The development of the financial markets has been powered by the twin engines of global interconnectivity and physical proximity. The early modern financial centres often developed at or near busy ports, where merchants gathered to exchange goods and information. The traders of the 17th and 18th century relied on physical proximity to the latest shipping news, which helped traders and insurers quickly adjust prices and policies, creating an efficient marketplace.
As markets became increasingly electronic in the 21st century, the koffiehuizen of Amsterdam or of the Royal Exchange found their modern equivalents in the datacentres of New Jersey and Slough. As the move to digital platforms increased the velocity of trading, financial firms moved their servers closer (or inside) the exchanges to reduce latency. Neutral datacentre colo sites like those belonging to Equinix, Interxion, and Digital Realty prospered as they attracted financial customers and markets who wanted proximity to each other and to the smaller (often OTC or ATS/MTF) trading venues that equally saw a benefit in being close to their potential customers.
Because of this landscape, almost all financial firms with trading operations will have to trade across multiple venues in different physical locations. So the Edge is now well defined for financial markets, as being the locations at which trading connections are richest and within which trading is conducted. This contrasts with the core of financial firm’s processing for less latency sensitive workflows (e.g. retail customers or settlements), much of which is moving to hyperscale cloud locations as vertically integrated financial firms face pressure for financial and energy efficiency.

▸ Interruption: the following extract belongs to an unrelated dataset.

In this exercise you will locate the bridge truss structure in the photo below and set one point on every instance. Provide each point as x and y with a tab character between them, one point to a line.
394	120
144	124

Beeks Analytics and similar tools have grown up to help firms manage their latency-sensitive workflows. They provide real-time network and trade flow monitoring for low-latency, high-performance trading environments. These tools are essential for trading firms operating in colocation (colo) facilities, where every microsecond matters (for some firms, every picosecond).
With Market Edge Intelligence™, Beeks brings this performance monitoring to its next stage by taking advantage of innovative technology to allow advanced AI-driven analytics at the edge, enabling real-time anomaly detection, predictive insights, and proactive decision-making for ultra-low-latency trading.
“Having smaller models which can operate entirely at the Edge (which for financial firms is often a colo or Exchange data centre) will help address latency concerns, as well as cost of use and privacy issues. Just look at what Apple, Samsung and Google are doing to optimise AI models on the upcoming generation of smartphones, and imagine the power of this applied to financial markets use cases.”
Steve Rodgers, CTO in Analytics
Why monitoring at Edge is so important for financial markets
Financial markets operate at microsecond timescales, where physical distance between systems directly impacts trading performance.
Centralised monitoring architectures introduce unavoidable delays due to:
Propagation latency: Each kilometer of fiber adds ~5 μs delay (compounded by router processing)
Serialization/deserialization overhead: Converting binary market data formats (e.g., ITCH, FIXP) for long-haul transmission
Queueing delays: Congestion at centralised aggregation points during volatility spikes
What sets capital markets apart from other sectors is the intersection of time sensitivity, regulatory scrutiny, and data richness. Markets generate vast volumes of tick data, order flow, and network telemetry every second. By embedding AI capabilities directly into edge appliances in colocation facilities, firms can:
Pre-empt network issues before they impact execution quality.
React to market microstructure changes in real time, by spotting latency spikes, dropped packets, or unusual message patterns as they happen.
Drive execution improvements through high-fidelity signal detection from raw wire data.